What Is Wrong With The Current Tax System?

Perhaps I hold but a juvenile view of the US tax system, and as such a small observer in an ever increasingly complicated system thereby lies the chance that my opinion on the subject may be elementary and best laid aside.  My only credentials on this is that I myself, as so many fellow Americans, am a tax payer.  There seems to be little that we may do to avoid taxes, and the crushing weight can be felt as a millstone around the average Americans neck.

    2012 Presidential candidate for the Libertarian Party, +Gary Johnson, explained so elegantly what was wrong with taxing income, "Whatever we tax we get less of."  That is the logic used behind taxing things such as junk food, alcohol, and cigarettes.

    Taxing income has not always been the status quo, before 1913 and the creation of the Federal Reserve there had only been a couple short lived attempts at an income tax which, much like today, were used to fund wars.  Congress later fell into a snafu over capital gains taxes when the Supreme Court ruled in  Pollock v.
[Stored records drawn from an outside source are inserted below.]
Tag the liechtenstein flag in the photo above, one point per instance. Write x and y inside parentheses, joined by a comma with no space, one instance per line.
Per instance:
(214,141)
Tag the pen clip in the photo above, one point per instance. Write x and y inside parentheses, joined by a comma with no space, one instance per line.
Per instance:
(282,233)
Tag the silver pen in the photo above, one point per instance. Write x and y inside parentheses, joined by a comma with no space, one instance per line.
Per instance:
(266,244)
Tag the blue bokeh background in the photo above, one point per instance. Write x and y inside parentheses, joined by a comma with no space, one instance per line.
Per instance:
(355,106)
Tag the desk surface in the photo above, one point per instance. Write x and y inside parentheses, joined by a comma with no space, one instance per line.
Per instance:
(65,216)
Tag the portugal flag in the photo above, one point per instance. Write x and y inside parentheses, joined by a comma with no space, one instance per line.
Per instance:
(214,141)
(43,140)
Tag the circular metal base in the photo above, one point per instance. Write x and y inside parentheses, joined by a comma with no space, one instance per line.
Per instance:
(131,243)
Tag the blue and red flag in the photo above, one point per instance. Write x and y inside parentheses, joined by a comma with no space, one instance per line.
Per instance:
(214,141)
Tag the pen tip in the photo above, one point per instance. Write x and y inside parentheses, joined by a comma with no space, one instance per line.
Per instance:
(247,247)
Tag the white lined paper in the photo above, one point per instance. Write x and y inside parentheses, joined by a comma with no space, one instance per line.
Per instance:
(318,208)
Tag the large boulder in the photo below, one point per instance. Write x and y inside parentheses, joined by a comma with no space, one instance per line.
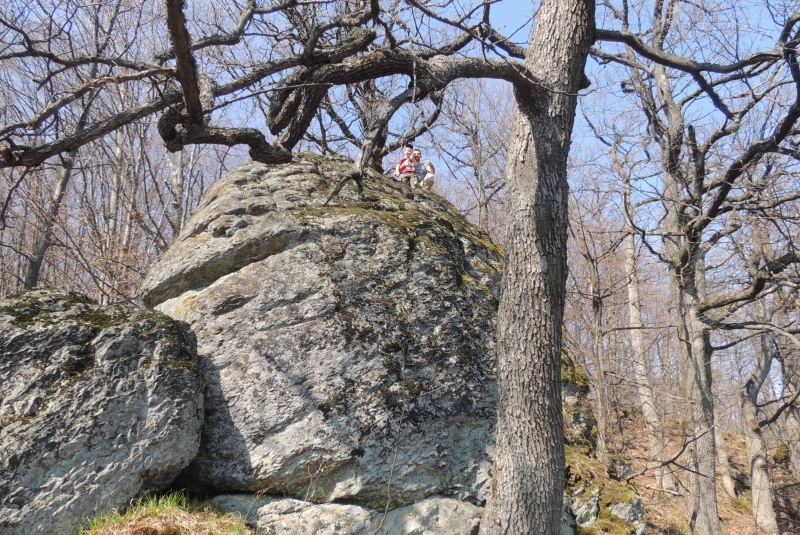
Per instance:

Farmers' Loan & Trust Co. that those collected from real estate gains, such as rent, and other forms of dividends would have to be apportioned according to the census.

    With the passing of the 16th amendment to the US constitution Congress now had power to tax individual income and to not apportion it according to population.  It is not coincidence that this taxation also began at the same time that the Federal Reserve was also brought into existence.  With the Federal Reserve the United States now had the ability to print money with little over site  and to accumulate more debt. This is not the most grievous portion which I ascertained and will thus proceed to illustrate below.

    It my be my naive understanding of politics and taxes that has brought me to this understanding, but there is an effulgent problem with how taxes are distributed.  Prior to the 16th amendment these kinds of taxes, such as income tax and capital gains, were required to be distributed according to the most recent census, but this doesn't sit too well for less populous states and makes it an onerous burden to try to appropriate funds to pet projects.  But that still isn't even the issue at which I want to base my argument.

    The issue comes from the usurping of power by the federal government through placing heavy tax burdens on the residents of each state and then appropriating the taxes back to the state on condition of complacency.  The first example is in federal funds for transportation.  Although I can see some of the reasoning behind federal grants for infrastructure of interstates and rail systems, and having the commerce clause in the constitution does give them some authority in this area, but then to tack on top of it additional demands such as requirements for bicycle lanes, light rail transit, or number of lanes and HOV lanes.  This is currently one of the things plaguing Vancouver, WA and Portland, OR residents over the issue of whether or not they will receive federal funding for a new bridge to help alleviate traffic congestion between the two burgeoning metropolitan areas.

    In the never ending game of cat and mouse the inevitable finger pointing, name calling, and blame allocation that beleaguers our educational system is one of the most stark examples of this usurpation.  From catastrophic failure of Bush's "No Child Left Behind" to the harmful ambitions of "Race to the Top" where the federal government bribes states for a return of tax money to the "top performers".
Hopefully what people understand from this article is that the money that they are bribing us with was ours to begin with.  Every state has put money into the federal system and then they have to fight and brawl over who gets a bigger portion back.  This is no more ridiculous than the tactics of school yard bullies taking your favorite toy and demanding you do some embarrassing gag before they will return it to you, quite likely broken or devalued in some way.

    I hope that we could agree some day to keep more of our money and to only give to the federal government that which is needed to do that which is impossible to do ourselves, such as national defense, and stop the bickering and power mongering that goes along with so much pork and all else that is wrong with the current system.